Eventual Consistency Handling#
With CQRS, the read model lags behind the write model. A user places an order and immediately queries – the order might not appear yet.
Practical solutions:
- Read-your-writes: After a write, return the result directly from the command handler, not the read model. The confirmation page uses command response data, not a query.
- Causal consistency tokens: The write side returns a token (event sequence number). The read query includes this token and waits until the projection has processed up to that point.
- UI optimistic updates: The frontend shows the expected state immediately and reconciles when the read model catches up.
When CQRS and Event Sourcing Are Overkill#
CQRS is overkill when: Read and write models are identical, traffic is low, the team is small, or you are building a CRUD application with no complex query requirements.

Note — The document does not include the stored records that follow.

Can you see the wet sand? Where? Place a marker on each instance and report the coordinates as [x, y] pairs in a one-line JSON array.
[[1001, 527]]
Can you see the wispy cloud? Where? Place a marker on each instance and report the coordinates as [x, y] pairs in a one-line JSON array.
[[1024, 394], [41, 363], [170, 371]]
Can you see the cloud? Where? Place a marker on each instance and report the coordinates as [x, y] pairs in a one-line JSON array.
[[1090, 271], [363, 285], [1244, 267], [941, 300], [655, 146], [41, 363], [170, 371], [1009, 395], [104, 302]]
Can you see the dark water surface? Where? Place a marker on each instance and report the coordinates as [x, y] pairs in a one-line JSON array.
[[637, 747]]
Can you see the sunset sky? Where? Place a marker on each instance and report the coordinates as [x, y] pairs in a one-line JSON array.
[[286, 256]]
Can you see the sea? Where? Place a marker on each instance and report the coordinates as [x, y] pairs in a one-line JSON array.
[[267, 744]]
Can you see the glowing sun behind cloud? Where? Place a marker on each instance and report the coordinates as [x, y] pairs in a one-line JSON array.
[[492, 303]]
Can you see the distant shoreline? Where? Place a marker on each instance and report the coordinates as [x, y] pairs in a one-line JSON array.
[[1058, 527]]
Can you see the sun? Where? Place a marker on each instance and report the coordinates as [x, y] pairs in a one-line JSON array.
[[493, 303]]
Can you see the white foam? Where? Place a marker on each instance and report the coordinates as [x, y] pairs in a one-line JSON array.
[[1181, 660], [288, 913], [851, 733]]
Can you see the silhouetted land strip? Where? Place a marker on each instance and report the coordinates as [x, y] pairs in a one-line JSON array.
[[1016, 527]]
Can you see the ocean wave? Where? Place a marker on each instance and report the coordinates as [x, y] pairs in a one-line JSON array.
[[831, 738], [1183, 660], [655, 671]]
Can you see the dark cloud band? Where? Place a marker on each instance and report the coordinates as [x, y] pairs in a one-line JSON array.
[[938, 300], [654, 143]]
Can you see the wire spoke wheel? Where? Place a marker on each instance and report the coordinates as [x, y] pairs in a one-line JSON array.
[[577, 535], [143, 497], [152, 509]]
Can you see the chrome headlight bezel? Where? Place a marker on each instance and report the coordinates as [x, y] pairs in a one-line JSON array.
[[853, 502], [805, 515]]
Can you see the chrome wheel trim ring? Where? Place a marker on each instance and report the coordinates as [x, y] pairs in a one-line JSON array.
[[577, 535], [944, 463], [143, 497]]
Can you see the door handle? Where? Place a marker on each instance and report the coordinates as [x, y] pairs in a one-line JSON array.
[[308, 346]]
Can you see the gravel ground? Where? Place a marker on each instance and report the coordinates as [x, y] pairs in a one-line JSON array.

Event sourcing is overkill when: You do not need audit trails, temporal queries, or event replay. The operational complexity of event stores, projections, and eventual consistency is significant. Most applications are better served by a traditional database with an audit log table.
Use event sourcing when you genuinely need to answer “what was the state of this entity at any point in time?” or when your domain is naturally event-driven (financial transactions, logistics tracking, collaborative editing). Do not adopt it because it sounds architecturally elegant.